#3 Micflow a.k.a. Flo No Stress - Part I
par Asma
On est le 20 avril, il doit être quelque chose comme 9 ou 10h, nous sommes dans un van en route vers la Mauritanie.
Sur la droite de la brousse, sur la gauche des champs un peu plus verts et au fond le fleuve Sénégal qui sillonne l’horizon. La route comme seule frontière: une langue de bitume géante qui sépare sécheresse et abondance. Il commence déjà à faire chaud mais l’air est encore tenable. Nous sommes partis de St-Louis au Sénégal, ça doit faire maintenant une bonne dizaine de jours que nous avons quitté la France.
Hier soir, le concert fut, malgré un système son bancal, en passe d'achever l’Institut Français: une réussite! Le seul bémol, parce qu’il faut être franc, c'était le nombre insignifiant de sénégalais dans le public. Il y avait pas mal d’expats, c’étaient surtout des personnes venues pour la coopération internationale et humanitaire. Ça change de l’interprétation que je me faisais des expatriés en général, on en avait croisé en Inde et ceux là nous avaient un peu choqués. Personnellement, j’avais pas envie de le faire ce concert, mais c'est souvent dans ces moments là qu'on rencontre de bonnes surprises.

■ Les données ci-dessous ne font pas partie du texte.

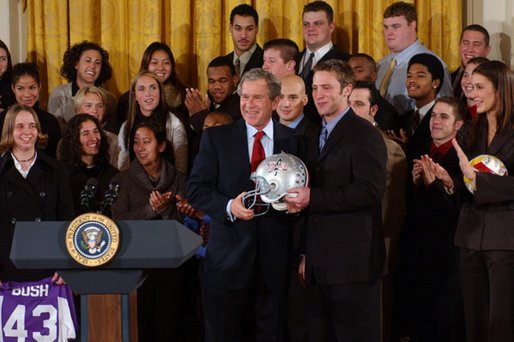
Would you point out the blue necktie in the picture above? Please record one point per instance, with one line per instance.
(323, 138)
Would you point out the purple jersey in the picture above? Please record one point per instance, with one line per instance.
(36, 311)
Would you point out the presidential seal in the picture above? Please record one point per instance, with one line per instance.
(92, 239)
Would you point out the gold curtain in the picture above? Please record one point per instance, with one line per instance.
(197, 31)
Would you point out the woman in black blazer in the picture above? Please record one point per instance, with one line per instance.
(485, 231)
(33, 186)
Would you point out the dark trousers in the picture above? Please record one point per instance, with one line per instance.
(425, 313)
(254, 313)
(488, 293)
(344, 312)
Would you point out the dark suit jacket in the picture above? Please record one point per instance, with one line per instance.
(427, 251)
(421, 139)
(256, 60)
(221, 171)
(387, 116)
(486, 218)
(310, 108)
(45, 195)
(344, 236)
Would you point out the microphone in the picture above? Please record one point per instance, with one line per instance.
(87, 195)
(110, 196)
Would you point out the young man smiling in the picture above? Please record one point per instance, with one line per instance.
(318, 26)
(244, 26)
(401, 37)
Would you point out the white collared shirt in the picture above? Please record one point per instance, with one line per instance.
(244, 58)
(424, 110)
(18, 167)
(266, 140)
(318, 54)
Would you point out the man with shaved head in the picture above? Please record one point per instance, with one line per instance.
(293, 98)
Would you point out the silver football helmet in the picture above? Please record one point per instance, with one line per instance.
(273, 178)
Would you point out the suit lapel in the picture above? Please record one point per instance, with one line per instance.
(337, 134)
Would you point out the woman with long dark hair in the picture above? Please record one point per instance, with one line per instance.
(485, 231)
(147, 192)
(147, 104)
(33, 186)
(6, 94)
(26, 86)
(85, 152)
(84, 64)
(94, 101)
(159, 59)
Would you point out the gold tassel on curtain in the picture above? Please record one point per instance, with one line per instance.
(198, 30)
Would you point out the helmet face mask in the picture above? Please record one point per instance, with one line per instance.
(273, 178)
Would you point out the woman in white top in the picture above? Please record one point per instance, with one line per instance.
(84, 64)
(147, 104)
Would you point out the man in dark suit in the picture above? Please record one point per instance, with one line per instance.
(246, 265)
(290, 107)
(344, 255)
(318, 25)
(425, 75)
(222, 95)
(244, 26)
(474, 42)
(364, 68)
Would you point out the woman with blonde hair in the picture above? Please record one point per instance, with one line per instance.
(33, 185)
(93, 101)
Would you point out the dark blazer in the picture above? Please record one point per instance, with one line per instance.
(45, 195)
(310, 108)
(79, 175)
(387, 116)
(344, 237)
(221, 171)
(421, 139)
(486, 218)
(427, 251)
(256, 60)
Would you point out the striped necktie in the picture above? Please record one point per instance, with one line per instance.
(387, 77)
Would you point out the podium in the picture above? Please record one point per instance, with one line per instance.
(143, 245)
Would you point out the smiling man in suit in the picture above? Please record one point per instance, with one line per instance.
(244, 26)
(246, 265)
(318, 26)
(344, 255)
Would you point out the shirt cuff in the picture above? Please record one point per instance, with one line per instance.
(229, 213)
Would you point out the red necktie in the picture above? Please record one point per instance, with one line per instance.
(258, 154)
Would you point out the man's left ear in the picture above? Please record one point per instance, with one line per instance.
(459, 124)
(435, 84)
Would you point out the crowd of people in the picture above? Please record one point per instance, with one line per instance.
(385, 243)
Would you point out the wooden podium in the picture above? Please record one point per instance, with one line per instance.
(143, 245)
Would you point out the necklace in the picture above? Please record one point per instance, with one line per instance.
(25, 160)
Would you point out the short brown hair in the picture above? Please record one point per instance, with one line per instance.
(317, 6)
(339, 68)
(402, 8)
(287, 48)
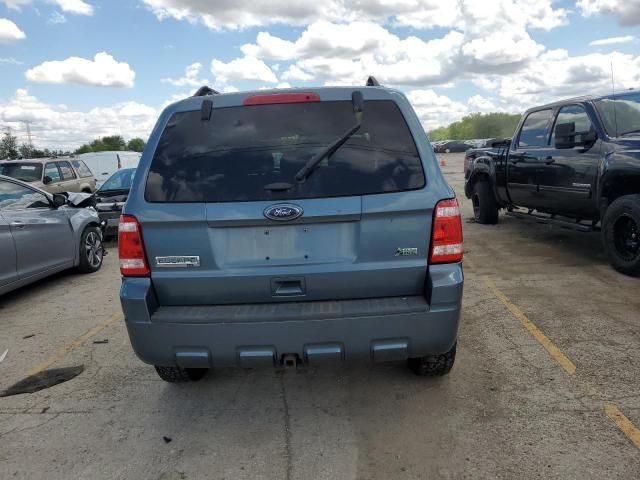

Pour mieux comprendre, il faut revenir en arrière, quinze jours plus tôt exactement. Départ de Paris, direction Praïa au Cap Vert, c'est le Jour J pour l'étape n°1 de notre tournée Just A Musical Trip. En réalité, les choses se sont passées différemment pour moi. Mon arrivée là bas s’est faite solo et avec un peu de retard suite à un problème de visa qui ne m'avait pas été délivré.
Du coup me voilà parachuté sur Sal, une autre île du Cap Vert, afin d'obtenir les autorisations nécessaires pour rejoindre mes comparses. Sal c’est l’île aux touristes, là où les vieux peuvent s'offrir des souvenirs en continu toute la journée. Normal aussi, vu la grosse technique de force de vente, on ne te laisse pas vraiment le choix.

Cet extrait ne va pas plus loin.